Elektrik gitarda tremolo kolu, bend kullanarak da bir takım batı sazlarında olmadığı düşünülen sesleri kullanabiliyorsun. Diğer taraftan tüm makamların donanımları batı sazlarına aykırı değil. Bir mesele de farzı misal hüseyni makamından eserlerin 1 koma bemol si sesinin 1 komadan bir şey olmaz denerek tampere sistemdeki si olarak çalınması gibi durumlar var. Piyasada duyduğumuz çoğu uzun ince bir yoldayım versiyonu, eserin tampere sisteme uyarlanmış hali mesela, hüseyni hissiyatı, çeşnisi kaybolmuş durumda.
Söylemek istediğim bir şey daha var, aslen Türk Müziği tam olarak sistemleştirmenin mümkün olmadığı, bu sebeple meşk usulünce öğrenilebilen bir müzik.

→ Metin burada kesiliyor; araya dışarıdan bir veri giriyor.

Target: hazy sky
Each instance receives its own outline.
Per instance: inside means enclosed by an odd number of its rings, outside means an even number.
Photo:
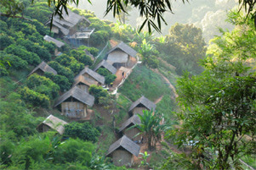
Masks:
[[[88,0],[80,0],[78,8],[94,11],[97,17],[103,19],[116,21],[112,14],[105,17],[105,10],[106,8],[106,0],[91,0],[92,4]],[[237,5],[236,0],[189,0],[185,4],[181,0],[173,1],[172,6],[174,14],[165,14],[167,26],[162,27],[162,34],[168,33],[169,28],[176,22],[182,24],[195,24],[195,25],[202,29],[206,41],[218,35],[218,27],[224,29],[232,29],[230,25],[225,22],[227,10]],[[136,8],[129,11],[128,23],[136,27],[142,22],[139,17]]]

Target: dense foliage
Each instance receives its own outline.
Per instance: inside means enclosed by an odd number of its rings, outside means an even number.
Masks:
[[[178,82],[183,123],[174,137],[179,145],[196,141],[191,160],[196,168],[241,168],[239,159],[255,154],[256,31],[242,13],[230,12],[229,19],[236,27],[212,41],[206,70]]]
[[[98,140],[100,132],[89,123],[79,123],[73,122],[65,125],[64,135],[95,143]]]

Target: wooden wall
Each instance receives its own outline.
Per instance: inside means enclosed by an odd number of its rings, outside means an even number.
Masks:
[[[140,131],[139,130],[138,128],[133,128],[131,129],[127,130],[127,129],[124,130],[124,134],[128,137],[129,139],[133,140],[134,141],[137,140],[141,140],[141,134],[134,137],[134,135],[136,135],[138,133],[139,133]]]
[[[116,150],[112,153],[113,163],[116,166],[132,165],[133,155],[126,150]]]
[[[87,105],[80,101],[62,102],[61,112],[71,118],[83,118],[87,116]]]

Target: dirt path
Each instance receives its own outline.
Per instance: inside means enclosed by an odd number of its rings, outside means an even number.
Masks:
[[[174,92],[174,97],[177,98],[179,96],[178,96],[178,94],[177,94],[177,92],[176,92],[175,87],[171,84],[171,82],[170,82],[164,75],[162,75],[162,74],[158,71],[157,69],[151,69],[151,70],[154,71],[155,73],[160,74],[160,75],[164,79],[164,80],[169,85],[169,88],[172,89],[172,90],[173,90],[173,92]]]
[[[158,99],[156,99],[156,100],[154,101],[154,103],[155,103],[155,104],[157,104],[158,102],[160,102],[160,101],[162,101],[162,97],[163,97],[163,95],[162,95]]]

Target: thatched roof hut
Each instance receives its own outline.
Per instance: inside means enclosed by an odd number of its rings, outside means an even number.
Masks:
[[[106,55],[110,54],[111,52],[116,51],[116,50],[121,50],[123,52],[128,54],[129,56],[135,57],[136,54],[138,53],[135,50],[134,50],[132,47],[125,44],[124,42],[120,42],[117,44],[116,47],[114,47],[111,51],[109,51]]]
[[[142,113],[141,111],[144,108],[155,111],[156,107],[156,106],[154,102],[151,101],[149,99],[147,99],[146,97],[145,97],[143,96],[139,99],[138,99],[136,101],[133,102],[133,104],[131,105],[131,107],[128,109],[128,112],[130,114],[136,113],[136,112],[134,112],[134,109],[136,107],[141,108],[140,111],[139,111],[139,109],[138,110],[139,112],[137,112],[137,113]]]
[[[73,13],[71,10],[67,8],[68,14],[65,11],[62,14],[63,18],[60,18],[59,15],[54,15],[53,18],[53,27],[52,31],[59,34],[60,31],[64,35],[67,36],[70,33],[70,29],[75,27],[79,22],[86,21],[88,25],[91,22],[85,17]],[[48,20],[45,25],[50,25],[51,20]]]
[[[117,73],[117,69],[112,66],[111,64],[110,64],[109,63],[107,63],[105,60],[102,60],[94,69],[94,71],[97,71],[100,68],[105,68],[106,69],[108,69],[111,73],[112,73],[113,74],[115,74]]]
[[[73,97],[77,101],[92,107],[94,104],[94,96],[89,95],[88,93],[82,90],[78,87],[73,87],[70,90],[64,93],[61,96],[59,97],[55,102],[54,107],[57,107],[61,102],[65,101],[70,97]]]
[[[138,156],[139,150],[139,145],[123,135],[110,146],[106,156],[112,157],[116,166],[131,165],[134,156]]]
[[[64,125],[66,122],[61,120],[53,115],[49,115],[43,123],[37,126],[39,132],[46,132],[50,129],[56,130],[60,134],[63,134],[65,131]]]
[[[105,84],[105,77],[100,75],[97,72],[91,70],[88,67],[84,68],[82,71],[80,71],[80,73],[75,77],[75,79],[77,79],[80,75],[83,75],[85,74],[88,74],[90,77],[94,78],[96,81],[98,81],[101,85]]]
[[[49,72],[49,73],[53,73],[54,74],[57,74],[57,71],[55,69],[51,68],[45,62],[42,62],[28,74],[28,76],[30,76],[34,73],[37,73],[39,75],[43,75],[45,72]]]
[[[45,40],[46,41],[48,41],[48,42],[53,42],[59,48],[60,48],[61,47],[63,47],[65,45],[64,42],[59,41],[59,40],[56,40],[49,36],[43,36],[43,40]]]

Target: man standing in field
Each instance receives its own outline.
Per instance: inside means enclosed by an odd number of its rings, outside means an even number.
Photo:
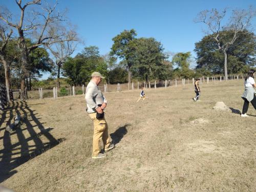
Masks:
[[[101,74],[97,72],[92,74],[92,79],[86,88],[86,100],[87,112],[93,122],[94,133],[93,140],[93,159],[98,159],[106,156],[105,153],[100,153],[99,142],[102,140],[105,151],[114,148],[114,144],[111,144],[106,124],[104,117],[103,110],[106,106],[105,97],[98,87],[98,85],[104,79]]]

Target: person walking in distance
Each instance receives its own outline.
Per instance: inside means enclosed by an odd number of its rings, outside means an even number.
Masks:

Hüzzzam makamında, çeşit çeşit mi var ve minin aldığı değere göre fa konumlanıyor ancak notada hepsi aynı mi şeklinde yazılıyor. Bunun bir sistemi yok. Hangi mi'yi hangi değerde çalacağının kesin, net bir açıklaması yok. Sezgiyle, birikimle, alışkanlıkla oturan ve içten gelen, düşünmeden karar verilen bir icrayla kıvamını buluyor. Yani sapın kısa olması vs işi biraz zorlaştırabilir fakat mesele senin iç duyumun (bkz:
tırnak kemençe). Mesele kafandaki sedalar çorbasında bulunan sesleri kafanın içinde ne kadar net duyabilidğin, sazına ne kadar hakim olabildiğin, o sesleri sazında ne derece ifade edebildiğin. Yani bir yerden sonra aha notada küçük mücennep var elimi şu kadarcık kaydırayım demiyorsun, kafanda duyabildiğin netlikte elinden, sazından çıkıyor o ses. Sazına ayırdığın vakit kadar müzikal külliyatı ne kadar akıttın kafanın içine, ne kadar biriktirdin, ne kadar iyi bir dinleyicisin, sonucu bunlar etkiliyor.
Daha söyleyecek şeylerim vardı ama yazarken unuttum. Aklıma gelirse, toparlarsam entryler halinde yazabilirim belki. Bu anlattıklarım için de kaynak gösteremeyeceğim şu anda kusura bakma. İstersen salla salla vur duvara.